Genel Başkan Yalçın şu şekilde devam etti: “Refah Partisi’nin aldığı başarılı sonuçlar Avrupa basınında ‘içki yasaklanıyor, kadınlar çarşafa girmeye zorlanıyor’ şeklinde haberleştirilmiştir. Bu süreçte hem uluslararası hem de ulusal medya, aynı talimatın gereğini yerine getirir vaziyette ortak başlıklar atmakta ve üzerinde çalışılmış bir korkuyu toplumun tamamına yaymaya çalışmaktadır. Medya, sahte şeyh ve tarikatlarla toplumun bilinçaltına şiddet yanlısı, kadın istismarcısı, cahil ve tehlikeli dindar algısını yerleştirmeye çalıştı. Eksen kayması iddialarının medya, asker ve sözde sivil unsurlar üzerinden pazarlandığı, kiralık irtica faaliyetlerinin bol ve ‘isimsiz asker’ imzalı bildirilerin popüler olduğu bu süreçte toplumun her kesimi laiklik testine tabi tutuluyor, başbakanlıkta verilen iftar, Kudüs gecesi gerekçe gösterilerek silahsız kuvvetler göreve çağırılıyordu” diye konuştu.
“28 Şubat’ın Çalışma Hayatında Açtığı Yaralar Birkaç Neslin Travmasına Dönüştü”
28 Şubat’ta dindarlar irtica yaftasıyla düşmanlaştırılırken darbenin sosyoekonomik ve siyasal faturasının tüm topluma çıkarıldığını aktaran Yalçın, “Cezalandırılanlar zahirde dindar kesim gibi görünse de darbenin ekonomik faturasını milletçe ödedik. Darbenin sebep olduğu toplam zincirleme ekonomik zarar 381 milyar dolar, bu süreçte el konulan bankaların devlete getirdiği yük 17.3 milyar dolar, kamu bankalarından kartel medyası şirketlerine kullandırılan kredi miktarı 3 milyar lirayı buldu. 28 Şubat’ın çalışma hayatında açtığı derin yaralar da birkaç neslin travmasına dönüştü. Sadece 1997-2001 yılları arasında kılık kıyafet nedeniyle 33 bin 271 öğretmen soruşturmaya uğradı, 11 bin öğretmen istifa etti, 3 bin 527 öğretmenin görevine son verildi. İrtica gerekçesiyle 210 vali/kaymakam hakkında rapor tanzim edildi. Bin 635 TSK personeli irtica suçlamasıyla ihraç edildi. Yaklaşık 6 milyon insan fişlendi. Katsayıdan dolayı önü kesilen gençlerin buhar olan üniversite hayallerini, okula bir daha dönemeyenlerin kaybolan gelecek umutlarını, çoğu devamsızlıktan atıldığı için sayıları bile tespit edilemeyen başörtülü kızlarımızın yaşadığı hak ihlallerini düşündüğümüzde, bu süreçte kayıt altına alınan mağduriyetlerin, gerçekte var olanların çok altında olduğunu rahatlıkla söyleyebiliriz” şeklinde konuştu.

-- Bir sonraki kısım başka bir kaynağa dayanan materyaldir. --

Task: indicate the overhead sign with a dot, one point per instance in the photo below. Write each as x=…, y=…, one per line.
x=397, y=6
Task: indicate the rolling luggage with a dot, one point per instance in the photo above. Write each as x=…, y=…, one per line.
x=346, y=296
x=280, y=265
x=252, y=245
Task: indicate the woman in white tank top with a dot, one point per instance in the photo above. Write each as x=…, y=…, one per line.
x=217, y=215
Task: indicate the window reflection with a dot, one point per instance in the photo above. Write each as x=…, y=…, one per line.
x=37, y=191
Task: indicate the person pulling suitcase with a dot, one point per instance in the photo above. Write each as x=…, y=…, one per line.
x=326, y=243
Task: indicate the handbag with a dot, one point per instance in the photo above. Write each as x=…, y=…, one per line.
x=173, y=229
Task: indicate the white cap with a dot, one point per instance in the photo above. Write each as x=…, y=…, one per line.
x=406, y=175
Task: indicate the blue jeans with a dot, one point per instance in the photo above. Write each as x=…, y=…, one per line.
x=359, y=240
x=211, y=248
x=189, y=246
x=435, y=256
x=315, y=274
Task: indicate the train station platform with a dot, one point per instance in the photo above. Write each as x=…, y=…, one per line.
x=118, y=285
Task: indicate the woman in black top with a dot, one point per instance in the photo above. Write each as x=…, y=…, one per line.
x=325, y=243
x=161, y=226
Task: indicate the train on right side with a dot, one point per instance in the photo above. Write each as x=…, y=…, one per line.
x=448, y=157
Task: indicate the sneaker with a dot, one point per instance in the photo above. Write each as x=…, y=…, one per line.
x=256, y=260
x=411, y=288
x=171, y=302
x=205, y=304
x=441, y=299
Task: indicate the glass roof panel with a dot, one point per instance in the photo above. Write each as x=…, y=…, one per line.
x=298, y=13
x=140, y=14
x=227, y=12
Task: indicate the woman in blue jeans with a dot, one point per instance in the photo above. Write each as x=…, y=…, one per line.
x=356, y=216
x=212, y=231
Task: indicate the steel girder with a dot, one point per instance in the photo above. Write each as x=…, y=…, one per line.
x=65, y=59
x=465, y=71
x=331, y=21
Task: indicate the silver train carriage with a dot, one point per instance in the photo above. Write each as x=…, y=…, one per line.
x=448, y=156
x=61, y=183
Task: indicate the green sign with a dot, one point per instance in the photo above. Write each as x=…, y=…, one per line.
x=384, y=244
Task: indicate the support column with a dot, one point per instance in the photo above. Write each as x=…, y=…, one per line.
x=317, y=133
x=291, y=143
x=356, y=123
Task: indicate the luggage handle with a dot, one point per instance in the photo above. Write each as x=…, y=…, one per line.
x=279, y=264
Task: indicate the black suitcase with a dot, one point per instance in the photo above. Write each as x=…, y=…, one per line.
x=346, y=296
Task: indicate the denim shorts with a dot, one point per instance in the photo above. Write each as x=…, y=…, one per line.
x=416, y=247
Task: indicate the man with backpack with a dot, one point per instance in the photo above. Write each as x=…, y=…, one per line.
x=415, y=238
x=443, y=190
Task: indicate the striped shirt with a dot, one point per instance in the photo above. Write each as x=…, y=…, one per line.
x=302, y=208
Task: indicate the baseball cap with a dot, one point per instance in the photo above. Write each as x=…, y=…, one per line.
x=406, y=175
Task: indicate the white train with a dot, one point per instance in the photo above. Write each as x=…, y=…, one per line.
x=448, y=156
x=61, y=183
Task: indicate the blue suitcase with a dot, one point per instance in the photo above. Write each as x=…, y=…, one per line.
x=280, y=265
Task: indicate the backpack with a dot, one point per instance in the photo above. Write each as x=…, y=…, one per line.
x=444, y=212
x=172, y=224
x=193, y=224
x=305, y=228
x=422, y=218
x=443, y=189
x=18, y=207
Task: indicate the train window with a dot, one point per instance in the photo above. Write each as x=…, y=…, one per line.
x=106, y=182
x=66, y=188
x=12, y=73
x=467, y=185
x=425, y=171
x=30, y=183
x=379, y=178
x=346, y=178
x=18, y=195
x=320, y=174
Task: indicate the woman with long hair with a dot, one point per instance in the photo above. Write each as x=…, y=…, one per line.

Darbelerin Panzehiri sivil toplumdur
“Geldiğimizi yeri ne küçümsüyoruz ne de yeterli görüyoruz” diyerek sözlerini sürdüren Yalçın, her zemin ve şartta darbeci anayasayla mücadelelerini sürdüreceklerini kaydetti. Yalçın, “Çünkü, darbelerin üreticisi emperyalistlerin ekonomi politiği olmakla birlikte, güce dair rutini anayasa retoriğidir. Stratejisiyle birlikte taktik kapasitesini yok etmediğimiz sürece, darbe, bir ihtimal olarak kendisine yaşam alanı üretecektir. Tam da bu yüzden anayasa dâhil darbenin bütün mevzuatını hayatımızdan çıkarmanın yanında, hayatımızla birlikte inancımızı, fikrimizi ve Yeni Türkiye idealimizi hayata katacak ve teminat altına alacak milli ve yerli perspektifle ruha sahip kılınmış, sivil, demokrat ve özgür bakışla kaleme alınmış ve yüksek meşruiyet kurgusuyla herkesin fikrine başvurulmuş milletin saf fakat bir o kadar da güçlü iradesinden onay alınmış, bize ait bir anayasa için bütün örgütlü gücümüzü ve fikri yükümüzü katkıya ve katılıma hazır hâlde tutuyoruz. Anadolu tarihinin kendisine yüklediği kutlu yürüyüşü ve adalet üzere hüküm sürüşünü temin için anlayışı ve anayasası yenilenmiş, hedefleri kadim değerlerle belirlenmiş, büyük ve güçlü Türkiye’nin kuruluşuna katkı sunmaya her daim hazırız” dedi.